Attorney Cliff Shepard speaks at Deltona City Commission meeting

CALLING IT SPRAWL — Attorney Cliff Shepard speaks to the Deltona City Commission in March in opposition to Hickory Lakes Preserve, a residential development planned in the rural Osteen area. The City Commission narrowly approved a rezoning for the project, and now Shepard is suing the city on behalf of his client, an adjacent landowner.

The City of Deltona now faces a lawsuit over a suburban-style subdivision approved by the City Commission for a rural area near Osteen.

Adjoining landowner Kelli Chambers has filed a 48-page civil complaint in the Volusia County Circuit Court. Chambers has a 10-acre parcel northwest of the 110-acre tract that’s now zoned for a residential planned-unit development. 

Chambers is asking the court to void the rezoning ordinance approved by the City Commission on April 19. 

The suit, drafted and filed by Orlando attorney Clifford Shepard, challenges the RPUD zoning because of its alleged “adverse effects,” including:

• incompatibility and inconsistency with surrounding agricultural and conservation properties, 

• the planned density of the neighborhood, and 

• possible impacts on wetlands and the environment. 

In short, Chambers’ action alleges the development, known as Hickory Lakes Preserve, is urban sprawl into the countryside and a violation of Deltona’s state-mandated growth-management plan.

“Plaintiff will suffer an adverse effect … including interests related to health and safety, police and fire protection service systems, densities or intensities of development, transportation facilities, health care facilities, equipment, or services, and environmental or natural resources,” the lawsuit reads.

The suit notes that Chambers, in addition to owning land next to the planned Hickory Lakes Preserve, operates a horse-training and boarding business in the rural setting. 

The suit, filed May 14, notes the “improperly rezoned property” is in the midst of a federal scenic-highway corridor along the St.
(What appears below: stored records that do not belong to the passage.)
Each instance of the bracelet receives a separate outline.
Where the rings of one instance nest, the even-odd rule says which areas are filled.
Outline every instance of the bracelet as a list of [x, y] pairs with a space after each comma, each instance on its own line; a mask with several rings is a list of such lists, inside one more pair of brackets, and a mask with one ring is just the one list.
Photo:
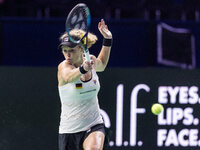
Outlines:
[[103, 38], [103, 46], [112, 46], [113, 39]]
[[86, 71], [84, 68], [83, 68], [83, 65], [81, 65], [79, 67], [79, 71], [81, 72], [81, 74], [86, 74], [88, 71]]

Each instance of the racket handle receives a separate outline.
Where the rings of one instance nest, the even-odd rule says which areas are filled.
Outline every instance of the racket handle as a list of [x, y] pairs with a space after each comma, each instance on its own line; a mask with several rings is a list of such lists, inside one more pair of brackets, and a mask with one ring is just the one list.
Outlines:
[[87, 52], [84, 52], [84, 54], [85, 54], [86, 60], [90, 62], [90, 54], [89, 54], [89, 51], [87, 50]]

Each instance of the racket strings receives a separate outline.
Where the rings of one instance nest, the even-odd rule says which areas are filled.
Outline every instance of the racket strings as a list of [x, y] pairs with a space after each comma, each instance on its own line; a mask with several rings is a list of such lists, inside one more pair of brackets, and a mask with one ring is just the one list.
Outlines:
[[80, 9], [74, 12], [70, 19], [71, 29], [87, 30], [87, 14], [85, 9]]

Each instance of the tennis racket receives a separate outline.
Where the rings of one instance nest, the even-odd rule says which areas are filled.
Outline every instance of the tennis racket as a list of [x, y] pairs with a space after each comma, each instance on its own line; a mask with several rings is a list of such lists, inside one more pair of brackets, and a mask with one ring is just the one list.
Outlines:
[[[80, 44], [83, 47], [84, 54], [87, 61], [90, 61], [89, 50], [87, 48], [88, 43], [88, 30], [91, 24], [90, 10], [84, 3], [77, 4], [68, 14], [66, 20], [66, 32], [69, 40], [73, 43]], [[70, 35], [70, 31], [73, 29], [83, 30], [85, 33], [81, 35], [81, 39], [77, 40]]]

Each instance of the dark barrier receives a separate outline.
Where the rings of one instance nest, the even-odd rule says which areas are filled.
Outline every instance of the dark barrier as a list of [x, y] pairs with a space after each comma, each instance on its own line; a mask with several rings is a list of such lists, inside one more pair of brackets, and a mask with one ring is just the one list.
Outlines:
[[[56, 150], [56, 68], [0, 68], [0, 149]], [[106, 150], [198, 150], [199, 70], [108, 68], [99, 101]], [[165, 110], [151, 113], [153, 103]]]
[[[65, 18], [44, 20], [33, 18], [0, 18], [0, 21], [2, 22], [3, 31], [1, 65], [55, 67], [63, 59], [61, 50], [58, 49], [58, 38], [65, 30]], [[90, 29], [99, 38], [97, 43], [90, 49], [91, 54], [96, 56], [102, 45], [102, 36], [97, 29], [99, 21], [100, 19], [92, 19]], [[158, 65], [156, 29], [159, 22], [106, 20], [106, 23], [108, 23], [114, 38], [108, 64], [110, 67], [146, 67]], [[199, 23], [177, 21], [168, 21], [165, 23], [173, 27], [191, 30], [196, 43], [196, 60], [199, 60]], [[174, 42], [172, 45], [176, 49], [180, 48], [181, 44]], [[197, 68], [200, 67], [200, 61], [196, 61], [196, 66]]]

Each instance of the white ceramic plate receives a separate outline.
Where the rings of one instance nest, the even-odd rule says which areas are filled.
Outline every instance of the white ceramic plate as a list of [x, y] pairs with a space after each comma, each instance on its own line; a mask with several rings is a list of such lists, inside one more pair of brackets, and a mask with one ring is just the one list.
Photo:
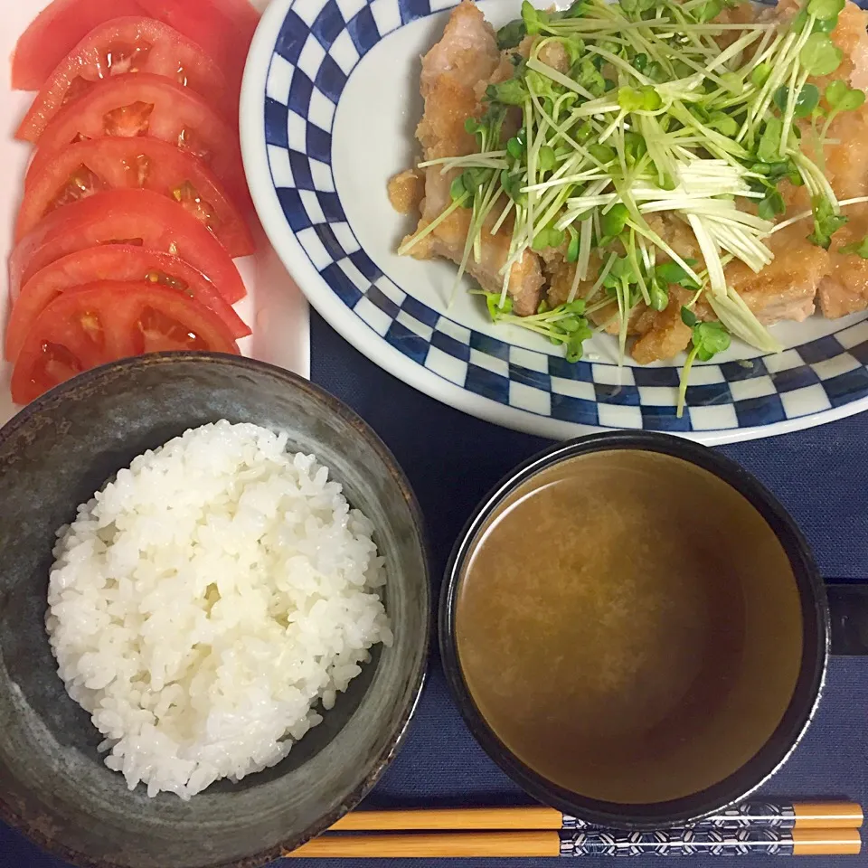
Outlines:
[[[267, 5], [260, 0], [255, 5]], [[13, 227], [21, 203], [24, 169], [30, 160], [30, 145], [13, 138], [15, 128], [30, 106], [33, 94], [12, 90], [11, 67], [15, 42], [48, 0], [0, 0], [0, 261], [3, 274], [12, 247]], [[288, 368], [302, 376], [310, 372], [310, 342], [307, 305], [304, 297], [265, 239], [259, 239], [256, 256], [236, 260], [248, 288], [248, 297], [236, 305], [253, 335], [240, 342], [245, 355]], [[5, 283], [5, 281], [4, 281]], [[0, 297], [0, 334], [9, 314], [8, 292]], [[2, 354], [0, 354], [2, 356]], [[0, 424], [15, 412], [9, 394], [11, 366], [0, 357]]]
[[[494, 326], [478, 299], [446, 303], [455, 267], [400, 258], [412, 222], [386, 183], [416, 158], [420, 56], [455, 0], [274, 0], [248, 61], [241, 146], [272, 244], [315, 307], [376, 363], [421, 392], [501, 425], [552, 438], [593, 428], [675, 431], [724, 443], [868, 409], [868, 321], [812, 317], [761, 356], [733, 345], [695, 366], [675, 418], [683, 359], [627, 363], [616, 343], [568, 364], [542, 338]], [[495, 26], [519, 0], [482, 0]], [[750, 359], [752, 366], [740, 362]]]

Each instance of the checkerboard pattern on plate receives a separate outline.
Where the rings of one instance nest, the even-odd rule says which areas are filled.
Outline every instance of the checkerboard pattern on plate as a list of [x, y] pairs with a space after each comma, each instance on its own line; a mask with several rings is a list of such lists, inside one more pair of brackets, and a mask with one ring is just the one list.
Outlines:
[[661, 431], [770, 425], [868, 395], [868, 322], [752, 363], [693, 368], [675, 416], [675, 367], [567, 363], [456, 323], [408, 296], [359, 247], [335, 189], [332, 128], [359, 60], [453, 0], [294, 0], [268, 78], [271, 175], [289, 226], [335, 294], [415, 364], [515, 409], [568, 422]]

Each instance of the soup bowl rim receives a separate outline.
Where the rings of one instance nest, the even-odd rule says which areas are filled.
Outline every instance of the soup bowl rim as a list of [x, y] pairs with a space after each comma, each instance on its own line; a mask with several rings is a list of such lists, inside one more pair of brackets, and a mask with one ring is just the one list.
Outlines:
[[[523, 762], [496, 735], [476, 705], [464, 677], [456, 637], [456, 608], [464, 567], [477, 535], [498, 506], [542, 470], [579, 456], [617, 449], [668, 455], [712, 474], [742, 495], [766, 520], [793, 571], [802, 609], [802, 658], [793, 694], [770, 738], [723, 780], [688, 796], [656, 803], [627, 804], [583, 797], [546, 778]], [[483, 498], [458, 536], [447, 563], [439, 611], [440, 656], [453, 700], [476, 741], [525, 792], [563, 814], [596, 826], [656, 829], [695, 822], [731, 807], [762, 787], [788, 760], [807, 731], [826, 682], [830, 647], [825, 586], [807, 542], [780, 502], [755, 476], [720, 452], [683, 438], [656, 432], [590, 434], [556, 444], [504, 476]]]

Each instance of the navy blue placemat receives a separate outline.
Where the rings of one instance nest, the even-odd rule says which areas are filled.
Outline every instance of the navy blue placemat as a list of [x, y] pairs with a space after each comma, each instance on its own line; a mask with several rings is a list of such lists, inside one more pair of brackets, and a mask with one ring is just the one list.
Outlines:
[[[353, 406], [406, 470], [428, 522], [435, 580], [476, 504], [544, 440], [498, 429], [445, 407], [398, 382], [339, 338], [316, 315], [312, 378]], [[868, 416], [773, 439], [723, 448], [790, 510], [824, 576], [868, 578]], [[845, 798], [868, 804], [868, 660], [835, 658], [821, 710], [786, 768], [764, 792], [782, 798]], [[482, 752], [452, 706], [436, 654], [407, 742], [367, 799], [368, 807], [523, 804], [526, 797]], [[738, 857], [743, 868], [773, 857]], [[600, 866], [610, 860], [583, 860]], [[691, 857], [714, 863], [714, 857]], [[361, 868], [412, 863], [355, 860]], [[297, 860], [298, 868], [346, 868], [351, 860]], [[551, 860], [439, 860], [443, 868], [533, 868]], [[815, 859], [835, 868], [864, 857]], [[419, 864], [417, 863], [416, 864]], [[678, 857], [636, 857], [637, 868], [683, 864]], [[0, 868], [58, 868], [0, 825]], [[166, 865], [165, 868], [173, 868]]]

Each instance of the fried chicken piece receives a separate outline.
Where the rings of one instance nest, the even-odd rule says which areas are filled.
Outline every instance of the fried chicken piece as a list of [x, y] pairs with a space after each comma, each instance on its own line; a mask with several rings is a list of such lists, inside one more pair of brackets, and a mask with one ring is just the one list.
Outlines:
[[868, 259], [838, 252], [846, 244], [859, 243], [868, 233], [868, 210], [859, 205], [848, 209], [848, 213], [850, 222], [832, 239], [832, 270], [816, 296], [823, 316], [830, 319], [868, 307]]
[[[868, 15], [848, 3], [838, 16], [832, 33], [835, 42], [844, 51], [841, 67], [851, 87], [868, 88]], [[841, 197], [868, 195], [868, 106], [839, 115], [829, 129], [829, 137], [837, 144], [826, 148], [826, 168], [835, 193]], [[832, 240], [829, 273], [820, 283], [817, 301], [825, 316], [832, 318], [868, 308], [868, 262], [859, 256], [839, 252], [846, 244], [858, 243], [868, 232], [868, 212], [864, 205], [851, 206], [844, 213], [849, 222]]]
[[[508, 61], [507, 61], [508, 62]], [[421, 93], [425, 112], [416, 137], [426, 160], [471, 154], [474, 137], [464, 128], [465, 120], [482, 113], [481, 97], [493, 76], [505, 75], [505, 57], [497, 49], [495, 32], [476, 6], [464, 0], [449, 17], [443, 38], [422, 59]], [[500, 79], [502, 80], [502, 79]], [[457, 171], [442, 174], [439, 165], [425, 174], [425, 198], [419, 230], [424, 229], [448, 207], [449, 187]], [[505, 201], [495, 204], [482, 231], [481, 255], [471, 255], [467, 272], [490, 292], [500, 292], [500, 274], [509, 256], [512, 222], [507, 220], [495, 235], [489, 231]], [[460, 262], [470, 226], [471, 212], [459, 208], [410, 250], [417, 259], [443, 256]], [[514, 264], [507, 291], [520, 316], [534, 313], [542, 293], [542, 271], [539, 258], [526, 252]]]
[[419, 169], [407, 169], [389, 179], [389, 202], [399, 214], [419, 210], [425, 195], [425, 176]]
[[766, 243], [774, 259], [759, 274], [743, 262], [726, 269], [727, 282], [766, 326], [781, 319], [800, 323], [814, 313], [817, 288], [831, 264], [829, 254], [806, 240], [809, 223], [799, 222], [775, 232]]
[[692, 297], [686, 289], [672, 287], [665, 310], [646, 308], [637, 317], [633, 327], [640, 336], [633, 344], [632, 354], [639, 364], [671, 359], [686, 349], [693, 332], [682, 321], [681, 308]]

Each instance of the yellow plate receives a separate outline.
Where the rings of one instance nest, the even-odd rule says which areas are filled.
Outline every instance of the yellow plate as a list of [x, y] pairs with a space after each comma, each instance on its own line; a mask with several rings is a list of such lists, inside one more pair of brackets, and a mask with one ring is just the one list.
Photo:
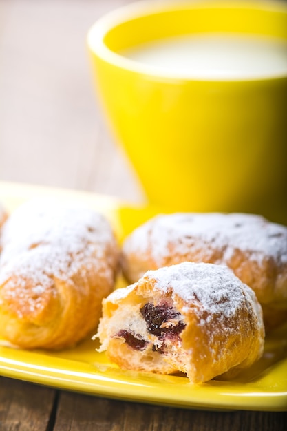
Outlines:
[[[12, 211], [27, 199], [56, 195], [84, 200], [104, 213], [120, 238], [156, 213], [107, 196], [0, 182], [0, 201]], [[122, 280], [123, 282], [123, 280]], [[51, 353], [0, 346], [0, 375], [64, 390], [120, 399], [205, 410], [287, 410], [287, 330], [266, 339], [262, 359], [235, 379], [192, 385], [182, 376], [124, 371], [86, 339], [73, 349]]]

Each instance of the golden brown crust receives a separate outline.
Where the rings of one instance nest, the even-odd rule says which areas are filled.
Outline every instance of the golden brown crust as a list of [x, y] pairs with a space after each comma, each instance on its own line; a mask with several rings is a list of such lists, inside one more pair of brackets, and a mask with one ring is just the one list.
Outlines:
[[101, 215], [70, 203], [28, 202], [5, 223], [1, 244], [2, 337], [25, 348], [59, 349], [96, 328], [118, 266]]
[[183, 262], [104, 299], [98, 336], [123, 368], [200, 383], [258, 359], [264, 328], [254, 293], [227, 268]]
[[227, 265], [255, 292], [268, 328], [287, 319], [287, 227], [253, 215], [177, 213], [154, 218], [123, 244], [130, 282], [184, 261]]

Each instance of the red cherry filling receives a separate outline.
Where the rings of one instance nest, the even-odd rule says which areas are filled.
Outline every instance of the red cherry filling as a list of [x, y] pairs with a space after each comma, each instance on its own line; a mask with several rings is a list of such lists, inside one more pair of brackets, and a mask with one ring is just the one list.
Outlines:
[[119, 330], [116, 334], [116, 337], [123, 338], [127, 344], [136, 350], [144, 350], [147, 344], [144, 339], [138, 338], [136, 335], [125, 329]]
[[148, 302], [140, 308], [140, 313], [147, 323], [149, 333], [158, 337], [179, 335], [185, 326], [183, 322], [180, 321], [177, 324], [163, 325], [169, 320], [178, 318], [180, 315], [175, 308], [164, 304], [155, 306]]

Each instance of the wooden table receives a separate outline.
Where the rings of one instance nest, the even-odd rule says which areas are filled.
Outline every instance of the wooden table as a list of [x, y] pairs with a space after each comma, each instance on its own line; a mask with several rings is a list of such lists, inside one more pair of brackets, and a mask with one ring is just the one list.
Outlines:
[[[0, 179], [141, 202], [92, 88], [88, 28], [129, 0], [0, 0]], [[144, 405], [0, 377], [0, 430], [279, 431], [287, 413]]]

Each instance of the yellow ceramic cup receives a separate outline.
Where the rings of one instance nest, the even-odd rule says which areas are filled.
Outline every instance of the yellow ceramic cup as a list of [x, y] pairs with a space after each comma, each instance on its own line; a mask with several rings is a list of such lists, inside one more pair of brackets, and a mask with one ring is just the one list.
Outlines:
[[139, 2], [90, 29], [98, 94], [149, 201], [172, 211], [261, 213], [287, 224], [287, 74], [188, 78], [123, 50], [167, 36], [243, 33], [287, 41], [283, 2]]

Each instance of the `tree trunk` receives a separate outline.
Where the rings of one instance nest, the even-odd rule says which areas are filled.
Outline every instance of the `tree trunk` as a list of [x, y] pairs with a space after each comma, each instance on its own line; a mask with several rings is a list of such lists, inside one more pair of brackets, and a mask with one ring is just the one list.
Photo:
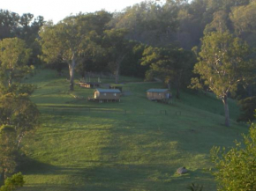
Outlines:
[[119, 81], [119, 71], [116, 70], [116, 72], [115, 72], [115, 83], [118, 84], [118, 81]]
[[9, 81], [8, 81], [8, 84], [9, 86], [11, 86], [12, 84], [12, 71], [10, 71], [10, 76], [9, 76]]
[[3, 171], [0, 174], [0, 185], [4, 184], [4, 171]]
[[177, 77], [177, 83], [176, 83], [176, 85], [177, 85], [177, 93], [176, 93], [176, 98], [177, 99], [179, 99], [180, 98], [180, 81], [181, 81], [181, 77], [182, 77], [182, 70], [180, 71], [180, 73], [178, 74], [178, 77]]
[[76, 66], [76, 62], [75, 62], [75, 59], [73, 58], [72, 63], [69, 63], [70, 91], [73, 91], [74, 90], [75, 66]]
[[229, 111], [229, 105], [228, 105], [228, 97], [224, 96], [222, 99], [222, 102], [224, 104], [224, 111], [225, 111], [225, 125], [227, 127], [230, 126], [230, 111]]
[[168, 81], [167, 86], [168, 86], [168, 89], [170, 91], [170, 87], [171, 87], [170, 80]]

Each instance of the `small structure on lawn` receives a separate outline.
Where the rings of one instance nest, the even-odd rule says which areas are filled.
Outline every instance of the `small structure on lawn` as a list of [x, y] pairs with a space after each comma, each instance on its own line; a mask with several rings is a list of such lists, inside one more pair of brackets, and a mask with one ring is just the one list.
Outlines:
[[168, 101], [171, 99], [171, 92], [168, 89], [149, 89], [147, 97], [150, 100]]
[[120, 101], [121, 92], [118, 89], [96, 89], [94, 97], [88, 98], [89, 101], [117, 102]]
[[79, 82], [80, 87], [86, 87], [86, 88], [96, 88], [100, 87], [99, 83], [95, 82]]
[[122, 92], [122, 87], [121, 86], [115, 86], [115, 85], [109, 85], [109, 89], [118, 89], [120, 90], [120, 92]]

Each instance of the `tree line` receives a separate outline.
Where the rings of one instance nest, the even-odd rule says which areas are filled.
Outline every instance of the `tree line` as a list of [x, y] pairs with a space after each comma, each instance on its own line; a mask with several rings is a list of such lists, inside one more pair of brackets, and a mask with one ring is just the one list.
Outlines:
[[121, 74], [157, 77], [176, 89], [177, 99], [182, 88], [214, 92], [223, 102], [226, 126], [230, 97], [241, 99], [239, 120], [252, 120], [255, 9], [255, 0], [145, 1], [57, 24], [0, 10], [1, 177], [14, 172], [22, 138], [38, 126], [29, 99], [34, 87], [20, 84], [34, 65], [68, 70], [71, 91], [75, 75], [85, 78], [87, 72], [112, 73], [117, 84]]

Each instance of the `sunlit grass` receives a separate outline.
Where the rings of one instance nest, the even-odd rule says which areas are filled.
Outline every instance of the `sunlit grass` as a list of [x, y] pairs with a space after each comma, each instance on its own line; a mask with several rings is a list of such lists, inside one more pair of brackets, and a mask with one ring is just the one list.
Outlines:
[[[246, 131], [235, 121], [234, 101], [232, 127], [226, 128], [222, 102], [213, 95], [182, 92], [172, 105], [147, 100], [146, 91], [162, 87], [158, 83], [124, 84], [131, 95], [99, 104], [87, 101], [94, 90], [76, 86], [70, 92], [64, 77], [51, 70], [26, 82], [37, 84], [32, 99], [41, 127], [23, 143], [26, 183], [21, 190], [183, 191], [196, 182], [214, 191], [209, 150], [230, 146]], [[181, 166], [189, 173], [176, 174]]]

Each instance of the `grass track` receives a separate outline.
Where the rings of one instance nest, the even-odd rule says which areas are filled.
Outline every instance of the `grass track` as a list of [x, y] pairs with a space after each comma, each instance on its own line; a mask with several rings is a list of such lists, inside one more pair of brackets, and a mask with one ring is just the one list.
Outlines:
[[[38, 86], [32, 99], [42, 125], [24, 142], [29, 162], [22, 165], [26, 183], [21, 190], [183, 191], [196, 182], [214, 191], [206, 170], [209, 150], [229, 147], [246, 132], [235, 121], [223, 126], [222, 103], [212, 95], [183, 92], [181, 100], [164, 105], [145, 97], [160, 84], [134, 83], [123, 85], [132, 95], [120, 103], [97, 104], [72, 98], [94, 90], [76, 87], [71, 93], [54, 71], [41, 70], [26, 82]], [[234, 101], [230, 105], [235, 119], [238, 109]], [[189, 173], [177, 175], [180, 166]]]

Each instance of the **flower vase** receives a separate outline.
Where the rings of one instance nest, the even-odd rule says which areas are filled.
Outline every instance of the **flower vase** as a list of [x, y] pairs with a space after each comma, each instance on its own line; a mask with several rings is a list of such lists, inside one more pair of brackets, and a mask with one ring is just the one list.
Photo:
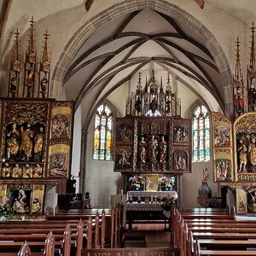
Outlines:
[[0, 217], [0, 221], [6, 221], [7, 218], [5, 216], [1, 216]]

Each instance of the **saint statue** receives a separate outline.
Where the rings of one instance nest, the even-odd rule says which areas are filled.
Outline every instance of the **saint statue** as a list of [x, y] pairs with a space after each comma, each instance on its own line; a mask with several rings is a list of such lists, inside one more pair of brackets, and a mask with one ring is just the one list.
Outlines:
[[32, 154], [32, 138], [34, 133], [31, 131], [31, 125], [26, 125], [26, 129], [24, 131], [23, 126], [20, 127], [21, 131], [21, 143], [20, 143], [20, 155], [21, 160], [31, 160]]
[[244, 112], [244, 102], [243, 96], [241, 94], [241, 87], [236, 88], [235, 96], [234, 96], [234, 107], [235, 112], [237, 115], [241, 115]]
[[39, 164], [37, 164], [33, 170], [33, 177], [42, 177], [43, 168]]
[[40, 83], [40, 93], [42, 94], [42, 98], [45, 98], [46, 95], [46, 90], [47, 90], [47, 86], [48, 86], [48, 79], [47, 77], [44, 76]]
[[25, 169], [23, 171], [22, 177], [32, 177], [33, 169], [28, 164], [25, 166]]
[[167, 143], [165, 141], [165, 137], [161, 137], [161, 140], [159, 143], [160, 149], [160, 162], [165, 163], [166, 161], [166, 154], [167, 154]]
[[255, 135], [251, 135], [251, 143], [248, 147], [248, 153], [249, 153], [249, 160], [251, 164], [254, 166], [256, 166], [256, 138]]
[[13, 207], [17, 212], [25, 213], [29, 212], [29, 207], [26, 203], [26, 195], [23, 189], [19, 190], [18, 198], [15, 199]]
[[21, 177], [22, 168], [20, 167], [19, 164], [15, 164], [15, 166], [12, 170], [12, 177]]
[[155, 163], [157, 161], [157, 154], [158, 154], [158, 142], [154, 135], [151, 137], [151, 140], [149, 142], [149, 159], [150, 161]]
[[44, 144], [44, 127], [40, 126], [39, 132], [35, 137], [34, 159], [40, 160]]
[[20, 147], [20, 132], [17, 124], [13, 123], [11, 131], [7, 133], [7, 159], [16, 160]]
[[142, 137], [142, 140], [140, 142], [139, 154], [140, 154], [140, 160], [143, 163], [146, 162], [146, 148], [147, 148], [147, 143], [145, 142], [144, 137]]
[[249, 103], [249, 110], [255, 111], [255, 104], [256, 104], [256, 88], [253, 82], [250, 84], [250, 88], [248, 89], [248, 103]]
[[9, 163], [5, 163], [4, 166], [2, 168], [2, 177], [9, 177], [11, 176], [11, 168], [9, 166]]
[[242, 142], [242, 139], [239, 140], [239, 145], [237, 147], [237, 153], [239, 155], [239, 170], [238, 172], [245, 172], [246, 171], [246, 165], [247, 163], [247, 148]]

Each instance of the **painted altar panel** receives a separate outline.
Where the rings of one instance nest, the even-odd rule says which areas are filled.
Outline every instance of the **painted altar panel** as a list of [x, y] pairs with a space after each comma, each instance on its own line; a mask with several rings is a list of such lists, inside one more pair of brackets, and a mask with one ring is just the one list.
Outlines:
[[222, 113], [212, 113], [214, 182], [234, 182], [232, 125]]
[[50, 139], [71, 139], [73, 131], [73, 102], [56, 102], [50, 114]]
[[70, 144], [66, 140], [54, 140], [49, 147], [48, 177], [68, 177], [70, 172]]
[[190, 119], [125, 117], [117, 119], [116, 123], [115, 172], [191, 172]]
[[247, 113], [234, 122], [235, 168], [238, 182], [256, 181], [255, 119], [255, 113]]
[[241, 189], [236, 189], [236, 213], [237, 214], [247, 214], [247, 192]]
[[6, 196], [10, 206], [12, 218], [21, 216], [43, 214], [44, 185], [31, 183], [9, 183], [0, 185], [0, 198]]
[[214, 182], [234, 182], [233, 170], [233, 154], [231, 148], [214, 148]]

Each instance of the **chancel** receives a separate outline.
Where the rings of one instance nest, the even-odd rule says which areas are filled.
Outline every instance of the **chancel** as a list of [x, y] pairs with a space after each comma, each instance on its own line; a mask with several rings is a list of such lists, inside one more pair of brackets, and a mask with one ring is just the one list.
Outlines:
[[253, 253], [253, 1], [59, 2], [0, 5], [0, 253]]

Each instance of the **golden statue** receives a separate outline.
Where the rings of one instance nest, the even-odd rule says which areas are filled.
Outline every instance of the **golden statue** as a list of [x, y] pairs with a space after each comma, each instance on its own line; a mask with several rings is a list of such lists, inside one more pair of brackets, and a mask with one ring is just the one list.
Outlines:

Johns River, known as the River of Lakes Heritage Corridor. The corridor includes several conservation and environmentally sensitive lands. Moreover, a portion of the Hickory Lakes Preserve tract is in a flood plain. 

Approval of the rezoning for Hickory Lakes Preserve followed a five-hours-long public hearing, which often turned passionate as opponents spoke out against the project. In the end, however, the City Commission voted 4-3 in favor of the rezoning.

Contacted regarding the lawsuit over Hickory Lakes Preserve, Deltona Mayor Heidi Herzberg said the City Commission will have to consider the civil action at an upcoming meeting and decide how to avoid costly legal bills. Deltona’s liability insurer, she said, does not defend the city in cases such as this. 

“It’s my understanding that land use and zoning are not covered,” she told The Beacon. “The commission needs to be aware that this is going to come out of the general fund.

Herzberg, who was one of the majority of four commissioners favoring the rezoning, said she could not comment on the suit per se, because she has not seen it. 

The case is so new that it has not yet been assigned to a judge.